In Spain, the treatment of patients hospitalised due to CAP normally follows the recommendations of the Spanish Society of Pulmonology and Thoracic Surgery (SEPAR) guidelines [6], which are widely disseminated among specialists in pulmonology, internal medicine and intensive and critical care medicine. The objective of this study was to determine the correctness of empirical antibiotic treatment according to the SEPAR recommendations in patients hospitalised due to CAP.

Methods

Study design

A multicentre study was carried out in people aged ⩾65 years hospitalised due to CAP in 20 hospitals in seven Spanish regions (Catalonia, the Basque Country, Castile and Leon, Andalusia, Madrid, Navarra and the Valencian Community) during two influenza seasons (2013–2014 and 2014–2015, October to March both).

Study population

Cases were people aged ⩾65 years admitted to any of the participating hospitals through the emergency department for ⩾24 h with a diagnosis of pneumonia whose chest radiograph showed a recent pulmonary infiltrate compatible with pneumonia accompanied by ⩾1 of the following symptoms: cough, pleural chest pain, dyspnoea, fever or hypothermia in the last 24 h or altered respiratory auscultation not explained by other causes.

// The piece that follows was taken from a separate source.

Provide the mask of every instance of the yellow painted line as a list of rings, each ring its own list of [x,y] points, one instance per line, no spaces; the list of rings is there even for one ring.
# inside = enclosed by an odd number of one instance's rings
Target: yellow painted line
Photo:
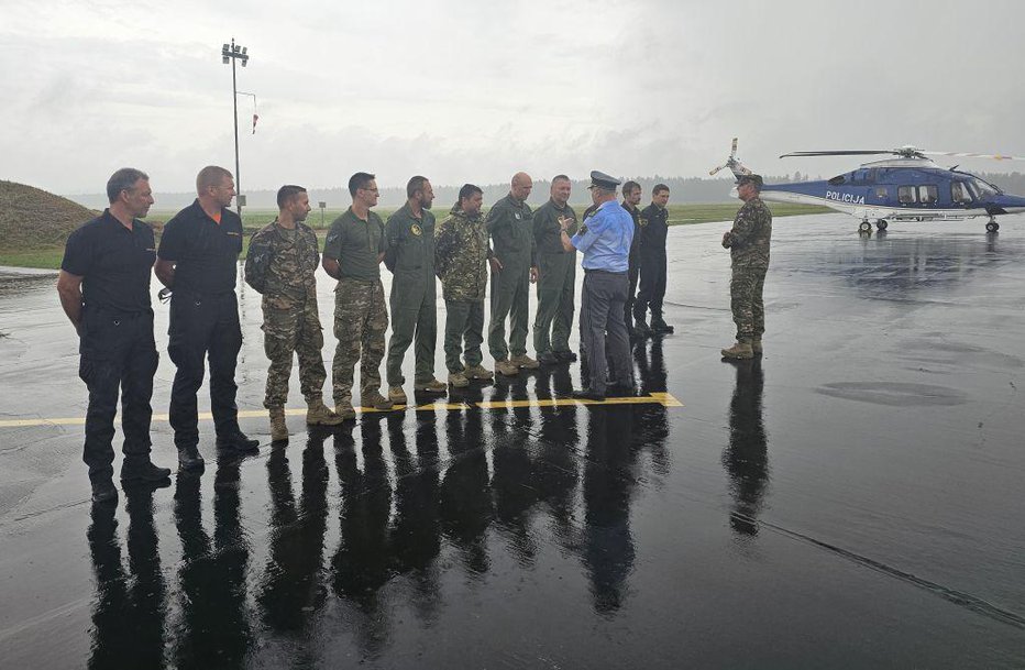
[[[520,407],[569,407],[571,405],[662,405],[663,407],[684,407],[684,404],[668,393],[652,393],[640,397],[606,398],[602,402],[578,400],[576,398],[536,398],[532,400],[484,400],[481,403],[427,403],[412,407],[417,411],[437,411],[439,409],[514,409]],[[406,405],[396,405],[395,410],[374,409],[373,407],[356,407],[359,414],[377,414],[407,409]],[[288,416],[302,416],[306,409],[286,409]],[[239,411],[240,419],[257,419],[267,416],[266,409],[244,409]],[[199,413],[200,420],[210,420],[213,415],[209,411]],[[167,421],[166,414],[154,414],[154,421]],[[85,417],[67,417],[52,419],[0,419],[0,428],[32,428],[37,426],[85,426]]]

We excluded institutionalised patients, those with nosocomial pneumonia (onset ⩾2 days after hospital admission), those residing in another Spanish region and those who did not sign the informed consent.

Data collection and monitoring

All participating hospitals had a team of health professionals (nurses, physicians) specifically trained to administrate a questionnaire that collected patient information through a personal interview with the patient or a close family member or caregiver when necessary. Medical records and vaccination cards were reviewed.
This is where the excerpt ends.